A/B testing is both easy and essential in email marketing. We are in one of the most competitive of markets and a slight advantage can give a considerable increase in returns. A 1% advantage is a reason to rejoice.
Rules and advice as to what we should do flood the internet. You need to have a target. You need to have a reason for the alternation, a strategic hypothesis as to why you think B might give a measurable increase over A. Indeed you will find such advice on these pages. However using logic and reason has its disadvantages.
There is a mantra in email marketing; believe the data. That does not mean that gut instinct should be ignored. If you think that a certain change in, for instance, a landing page might give an advantage but have no logic to support that belief then do not ignore it.

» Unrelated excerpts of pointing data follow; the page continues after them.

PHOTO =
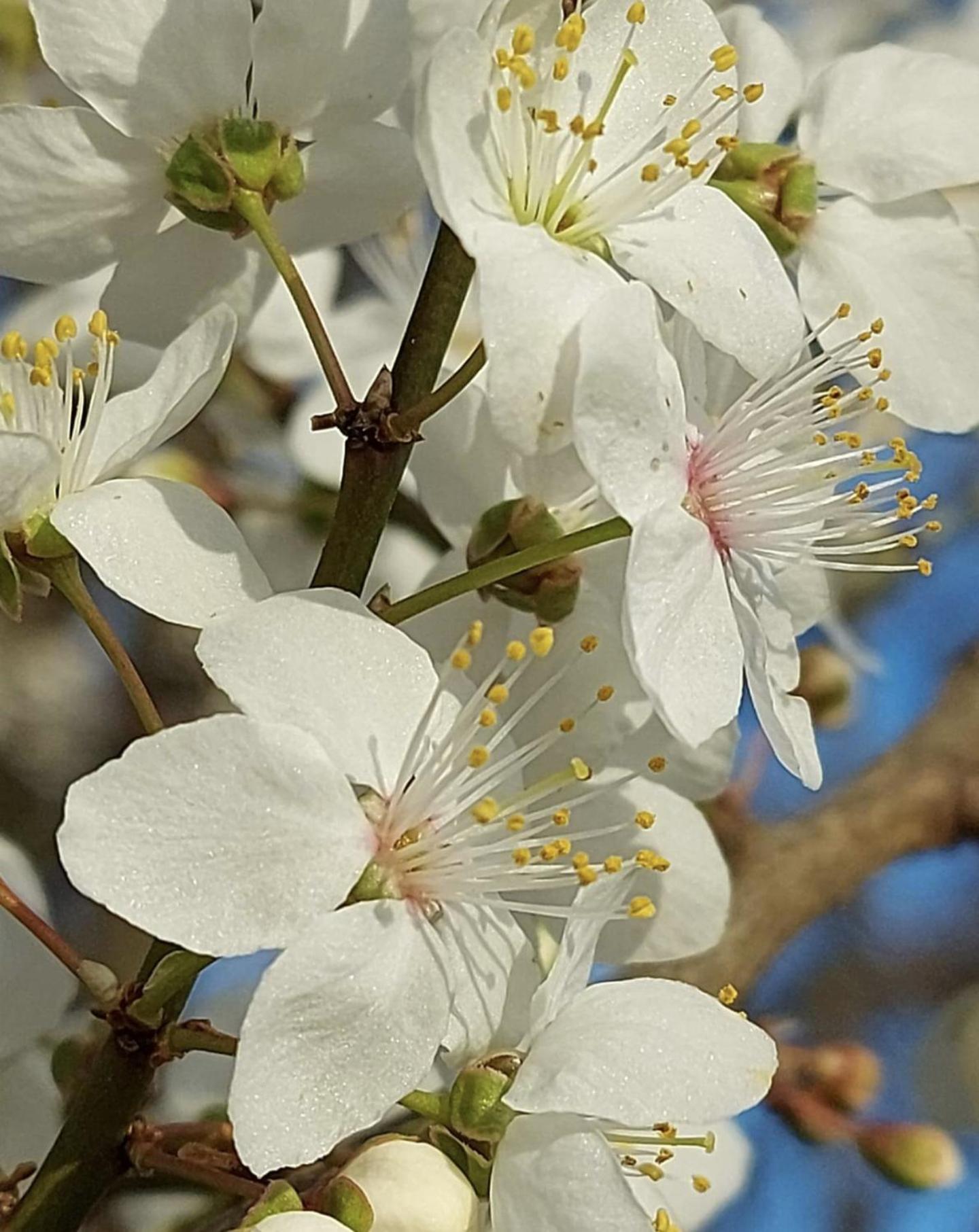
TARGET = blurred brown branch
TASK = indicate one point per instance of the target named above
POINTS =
(923, 794)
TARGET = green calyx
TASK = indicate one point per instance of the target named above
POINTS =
(550, 591)
(774, 186)
(212, 164)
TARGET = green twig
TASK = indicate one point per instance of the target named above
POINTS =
(371, 474)
(506, 567)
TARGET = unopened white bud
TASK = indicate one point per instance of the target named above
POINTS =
(412, 1186)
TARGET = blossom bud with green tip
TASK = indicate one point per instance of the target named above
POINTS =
(400, 1186)
(915, 1156)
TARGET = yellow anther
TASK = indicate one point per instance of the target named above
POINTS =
(581, 771)
(542, 641)
(65, 328)
(99, 324)
(14, 345)
(724, 58)
(486, 811)
(523, 39)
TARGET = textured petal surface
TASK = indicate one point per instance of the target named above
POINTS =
(772, 671)
(29, 470)
(898, 148)
(342, 1025)
(182, 385)
(74, 194)
(912, 265)
(559, 1174)
(165, 546)
(224, 836)
(347, 56)
(321, 661)
(706, 258)
(154, 69)
(644, 1051)
(44, 987)
(685, 639)
(629, 404)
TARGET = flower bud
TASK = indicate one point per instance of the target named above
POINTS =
(916, 1156)
(400, 1186)
(827, 683)
(549, 591)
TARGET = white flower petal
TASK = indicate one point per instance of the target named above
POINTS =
(772, 669)
(685, 641)
(165, 546)
(528, 324)
(74, 194)
(348, 56)
(39, 987)
(190, 269)
(494, 976)
(224, 836)
(644, 1051)
(321, 661)
(343, 1025)
(156, 69)
(360, 179)
(897, 149)
(629, 406)
(706, 258)
(183, 383)
(762, 56)
(29, 471)
(912, 264)
(559, 1174)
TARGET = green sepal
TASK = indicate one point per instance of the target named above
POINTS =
(199, 177)
(348, 1204)
(168, 982)
(290, 175)
(279, 1199)
(253, 151)
(475, 1167)
(12, 593)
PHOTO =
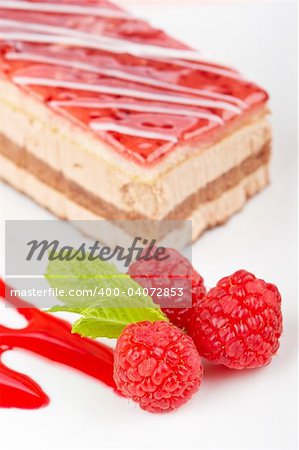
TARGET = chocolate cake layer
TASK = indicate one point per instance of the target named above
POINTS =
(55, 179)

Adverts used to be populated by beautiful people. Models willing to spend hours in make up are pictured with a device which otherwise lacks a certain presence to attract the eye. Other companies used the great and the good.
Imagine the scenario: the advertising team is sitting at a table, the revelation of the budget for the next TV advert killing all conversation. The nearest competitor has just signed up a film star. Then someone asks, “Why don’t we get Ethel from HR to show how easy our printer is to work. It could be a retirement present for her.”
I would assume that it would initially contribute to the gloom until it is suggested, “Well, let’s give it a go. What have we got to lose?”
Is there something that you’ve often thought might work, but you’ve not tried it as it is obviously ridiculous? If it has stayed in your mind then there’s a reason for it. Justification for a change is not always required.
With A/B testing the plunge into the unknown, whilst not being entirely risk free, keeps the possibility of damage very low. There is nothing to stop you going for something off the wall. Just the opposite is true. If you have an idea which everyone, including you, knows intuitively it will fail then give it a go. If it doesn’t work then it hasn’t cost much. If it does, just consider the advantage you will have.